CVE-2025-11749 is a critical security vulnerability identified in the tigroumeow AI Engine plugin for WordPress, affecting all versions up to and including 3.1.3. The vulnerability arises from the exposure of sensitive information—specifically the bearer token used for authentication—via the /mcp/v1/ REST API endpoint when the plugin's 'No-Auth URL' feature is enabled. This feature, intended to allow unauthenticated access to certain API endpoints, inadvertently leaks the bearer token to any unauthenticated requester. The bearer token is a critical credential that grants access to a valid session, enabling attackers to perform actions with the privileges of the compromised session. Exploiting this vulnerability requires no authentication or user interaction, making it trivially exploitable remotely over the network. Once an attacker obtains the bearer token, they can escalate privileges by creating new administrator accounts, thereby gaining full control over the WordPress site. This compromises the confidentiality, integrity, and availability of the affected systems. The vulnerability is classified under CWE-200 (Exposure of Sensitive Information to an Unauthorized Actor) and has been assigned a CVSS v3.1 base score of 9.8, reflecting its critical severity. Although no exploits have been reported in the wild yet, the ease of exploitation and high impact make it a significant threat. The vulnerability was reserved on October 14, 2025, and published on November 5, 2025. No official patches are currently linked, indicating that users must rely on configuration changes to mitigate risk until a patch is released.

For European organizations, this vulnerability poses a severe risk, especially for those relying on WordPress sites with the tigroumeow AI Engine plugin installed and the 'No-Auth URL' feature enabled. The exposure of bearer tokens can lead to unauthorized full administrative access, allowing attackers to manipulate website content, steal sensitive data, deploy malware, or use the compromised site as a pivot point for further network intrusion. This can result in data breaches affecting customer privacy, intellectual property theft, reputational damage, regulatory non-compliance (e.g., GDPR violations), and potential service disruptions. Given the widespread use of WordPress across Europe and the increasing adoption of AI-powered plugins, the attack surface is substantial. Public-facing websites, e-commerce platforms, and government portals using this plugin are particularly vulnerable. The critical nature of the vulnerability means that even organizations with strong perimeter defenses can be compromised if the plugin is exposed to the internet with the vulnerable configuration. The lack of required authentication and user interaction further increases the risk of automated exploitation campaigns targeting European entities.

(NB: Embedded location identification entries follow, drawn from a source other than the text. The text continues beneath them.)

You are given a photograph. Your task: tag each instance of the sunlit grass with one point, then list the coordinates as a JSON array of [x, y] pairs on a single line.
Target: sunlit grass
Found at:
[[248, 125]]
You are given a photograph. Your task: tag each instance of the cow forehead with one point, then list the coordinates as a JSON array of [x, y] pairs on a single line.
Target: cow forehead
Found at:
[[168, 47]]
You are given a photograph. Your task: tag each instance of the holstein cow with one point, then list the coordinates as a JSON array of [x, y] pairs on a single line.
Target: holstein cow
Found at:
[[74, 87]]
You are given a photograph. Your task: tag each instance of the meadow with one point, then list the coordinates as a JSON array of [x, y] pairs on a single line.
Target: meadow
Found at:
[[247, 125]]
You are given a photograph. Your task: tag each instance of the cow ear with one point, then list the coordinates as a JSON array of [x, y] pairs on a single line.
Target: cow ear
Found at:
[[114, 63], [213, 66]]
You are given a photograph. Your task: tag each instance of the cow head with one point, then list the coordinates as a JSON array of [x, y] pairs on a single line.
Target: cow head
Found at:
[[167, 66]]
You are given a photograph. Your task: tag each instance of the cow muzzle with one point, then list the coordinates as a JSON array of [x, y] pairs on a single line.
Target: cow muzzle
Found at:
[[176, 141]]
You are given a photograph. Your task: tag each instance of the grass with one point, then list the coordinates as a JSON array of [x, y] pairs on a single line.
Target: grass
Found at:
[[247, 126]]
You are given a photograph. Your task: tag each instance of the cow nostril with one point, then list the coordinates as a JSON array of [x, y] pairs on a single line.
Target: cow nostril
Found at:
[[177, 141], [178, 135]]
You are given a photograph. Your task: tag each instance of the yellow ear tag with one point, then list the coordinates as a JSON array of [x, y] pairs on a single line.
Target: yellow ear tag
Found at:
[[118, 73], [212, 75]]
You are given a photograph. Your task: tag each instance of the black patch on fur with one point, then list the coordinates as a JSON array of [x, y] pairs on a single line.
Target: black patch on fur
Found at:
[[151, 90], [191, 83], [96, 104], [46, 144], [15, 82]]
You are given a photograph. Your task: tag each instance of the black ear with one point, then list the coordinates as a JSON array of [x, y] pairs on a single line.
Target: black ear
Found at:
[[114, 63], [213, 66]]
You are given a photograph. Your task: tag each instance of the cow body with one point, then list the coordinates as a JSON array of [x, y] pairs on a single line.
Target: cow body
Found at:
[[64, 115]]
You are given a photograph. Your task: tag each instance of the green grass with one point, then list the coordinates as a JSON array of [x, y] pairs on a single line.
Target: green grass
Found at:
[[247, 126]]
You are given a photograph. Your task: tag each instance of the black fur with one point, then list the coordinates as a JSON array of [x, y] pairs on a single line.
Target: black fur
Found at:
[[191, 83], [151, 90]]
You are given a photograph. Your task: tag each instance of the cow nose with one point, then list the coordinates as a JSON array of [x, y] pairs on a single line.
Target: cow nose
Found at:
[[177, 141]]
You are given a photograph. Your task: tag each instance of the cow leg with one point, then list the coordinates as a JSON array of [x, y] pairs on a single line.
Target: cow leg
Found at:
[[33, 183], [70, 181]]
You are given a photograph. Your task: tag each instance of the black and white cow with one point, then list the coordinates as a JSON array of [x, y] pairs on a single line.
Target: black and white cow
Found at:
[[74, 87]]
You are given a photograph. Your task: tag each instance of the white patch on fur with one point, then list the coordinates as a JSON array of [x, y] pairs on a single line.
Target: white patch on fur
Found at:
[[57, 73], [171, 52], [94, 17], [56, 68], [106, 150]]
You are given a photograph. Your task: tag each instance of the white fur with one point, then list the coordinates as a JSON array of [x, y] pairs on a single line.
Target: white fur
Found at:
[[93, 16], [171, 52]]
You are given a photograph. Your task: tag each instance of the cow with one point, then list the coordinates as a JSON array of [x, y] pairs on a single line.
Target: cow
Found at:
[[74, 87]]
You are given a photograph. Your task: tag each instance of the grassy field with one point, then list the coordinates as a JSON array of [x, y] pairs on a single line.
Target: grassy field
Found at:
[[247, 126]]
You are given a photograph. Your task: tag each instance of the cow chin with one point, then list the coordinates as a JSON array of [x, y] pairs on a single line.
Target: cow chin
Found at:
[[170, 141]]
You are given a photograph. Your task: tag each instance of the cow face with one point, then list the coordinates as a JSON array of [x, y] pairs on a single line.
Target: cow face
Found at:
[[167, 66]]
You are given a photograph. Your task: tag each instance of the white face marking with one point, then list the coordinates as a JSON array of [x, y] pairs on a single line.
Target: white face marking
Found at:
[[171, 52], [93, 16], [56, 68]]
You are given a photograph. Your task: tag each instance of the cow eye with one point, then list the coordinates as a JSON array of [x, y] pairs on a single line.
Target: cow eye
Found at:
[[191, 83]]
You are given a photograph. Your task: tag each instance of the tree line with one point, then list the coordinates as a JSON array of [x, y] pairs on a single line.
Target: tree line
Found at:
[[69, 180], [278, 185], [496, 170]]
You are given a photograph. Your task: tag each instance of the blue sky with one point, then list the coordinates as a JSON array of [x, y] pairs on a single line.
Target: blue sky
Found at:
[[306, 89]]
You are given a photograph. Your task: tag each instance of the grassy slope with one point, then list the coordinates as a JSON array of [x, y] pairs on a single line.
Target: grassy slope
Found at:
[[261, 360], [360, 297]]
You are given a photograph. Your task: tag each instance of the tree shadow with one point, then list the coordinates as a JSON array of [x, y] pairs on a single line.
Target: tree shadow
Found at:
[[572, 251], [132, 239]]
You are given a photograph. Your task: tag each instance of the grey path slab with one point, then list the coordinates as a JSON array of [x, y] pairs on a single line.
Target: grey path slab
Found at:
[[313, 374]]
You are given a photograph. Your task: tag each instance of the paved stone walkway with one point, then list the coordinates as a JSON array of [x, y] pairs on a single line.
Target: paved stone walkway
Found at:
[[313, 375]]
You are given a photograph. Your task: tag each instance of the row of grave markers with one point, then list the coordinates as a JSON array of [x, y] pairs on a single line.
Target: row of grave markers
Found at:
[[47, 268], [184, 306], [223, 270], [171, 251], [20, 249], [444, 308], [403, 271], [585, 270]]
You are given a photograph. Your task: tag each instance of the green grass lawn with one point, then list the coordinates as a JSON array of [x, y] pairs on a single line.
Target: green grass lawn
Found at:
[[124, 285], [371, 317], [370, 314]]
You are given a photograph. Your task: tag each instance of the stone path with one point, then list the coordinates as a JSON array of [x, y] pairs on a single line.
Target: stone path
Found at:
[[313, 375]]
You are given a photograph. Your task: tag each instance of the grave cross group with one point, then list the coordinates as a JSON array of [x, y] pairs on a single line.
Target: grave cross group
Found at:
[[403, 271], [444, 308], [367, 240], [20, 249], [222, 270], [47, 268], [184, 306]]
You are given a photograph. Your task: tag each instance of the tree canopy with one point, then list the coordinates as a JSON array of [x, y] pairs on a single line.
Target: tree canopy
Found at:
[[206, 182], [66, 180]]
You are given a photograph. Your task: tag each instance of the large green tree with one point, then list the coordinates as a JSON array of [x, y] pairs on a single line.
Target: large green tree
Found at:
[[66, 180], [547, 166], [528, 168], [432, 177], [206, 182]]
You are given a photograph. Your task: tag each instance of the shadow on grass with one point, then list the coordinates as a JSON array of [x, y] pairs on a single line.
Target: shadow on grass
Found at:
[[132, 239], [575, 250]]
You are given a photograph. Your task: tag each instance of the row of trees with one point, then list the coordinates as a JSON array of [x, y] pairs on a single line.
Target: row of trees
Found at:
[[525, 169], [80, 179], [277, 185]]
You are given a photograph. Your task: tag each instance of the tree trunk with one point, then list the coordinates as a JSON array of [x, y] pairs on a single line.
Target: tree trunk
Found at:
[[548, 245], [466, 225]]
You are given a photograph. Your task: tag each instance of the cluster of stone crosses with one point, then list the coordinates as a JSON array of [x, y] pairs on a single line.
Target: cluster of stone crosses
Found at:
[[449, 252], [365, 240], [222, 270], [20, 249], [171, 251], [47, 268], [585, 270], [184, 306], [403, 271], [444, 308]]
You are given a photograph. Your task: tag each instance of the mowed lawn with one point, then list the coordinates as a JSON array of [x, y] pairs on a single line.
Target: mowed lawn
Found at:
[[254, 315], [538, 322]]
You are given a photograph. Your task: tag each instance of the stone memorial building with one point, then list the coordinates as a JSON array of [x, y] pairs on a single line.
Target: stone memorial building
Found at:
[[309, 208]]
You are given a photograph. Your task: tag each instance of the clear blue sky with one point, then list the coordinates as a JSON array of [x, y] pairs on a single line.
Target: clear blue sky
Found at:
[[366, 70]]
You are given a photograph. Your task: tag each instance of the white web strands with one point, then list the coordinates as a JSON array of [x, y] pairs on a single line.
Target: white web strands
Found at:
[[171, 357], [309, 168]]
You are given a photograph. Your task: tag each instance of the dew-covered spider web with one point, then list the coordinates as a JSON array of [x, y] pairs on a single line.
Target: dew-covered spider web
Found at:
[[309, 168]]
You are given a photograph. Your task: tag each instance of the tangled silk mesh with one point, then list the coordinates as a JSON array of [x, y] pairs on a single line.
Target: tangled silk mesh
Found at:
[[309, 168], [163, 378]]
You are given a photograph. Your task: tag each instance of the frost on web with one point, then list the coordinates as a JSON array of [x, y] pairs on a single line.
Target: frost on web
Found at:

1. Immediately disable the 'No-Auth URL' feature in the tigroumeow AI Engine plugin configuration to prevent unauthorized access to the bearer token via the REST API. 2. Monitor web server and WordPress REST API access logs for unusual or repeated requests to the /mcp/v1/ endpoint, which may indicate exploitation attempts. 3. Restrict access to the REST API endpoints by implementing network-level controls such as IP whitelisting or web application firewall (WAF) rules to block unauthenticated requests to sensitive API paths. 4. Enforce strict authentication and authorization checks on all API endpoints, ensuring that bearer tokens or other credentials are never exposed in responses. 5. Regularly update the tigroumeow AI Engine plugin as soon as the vendor releases a security patch addressing this vulnerability. 6. Conduct a thorough audit of user accounts and permissions on affected WordPress sites to detect and remediate any unauthorized administrative accounts created due to exploitation. 7. Educate site administrators about the risks of enabling 'No-Auth URL' and the importance of secure plugin configurations. 8. Consider deploying runtime application self-protection (RASP) or endpoint detection and response (EDR) solutions to detect anomalous activities indicative of exploitation.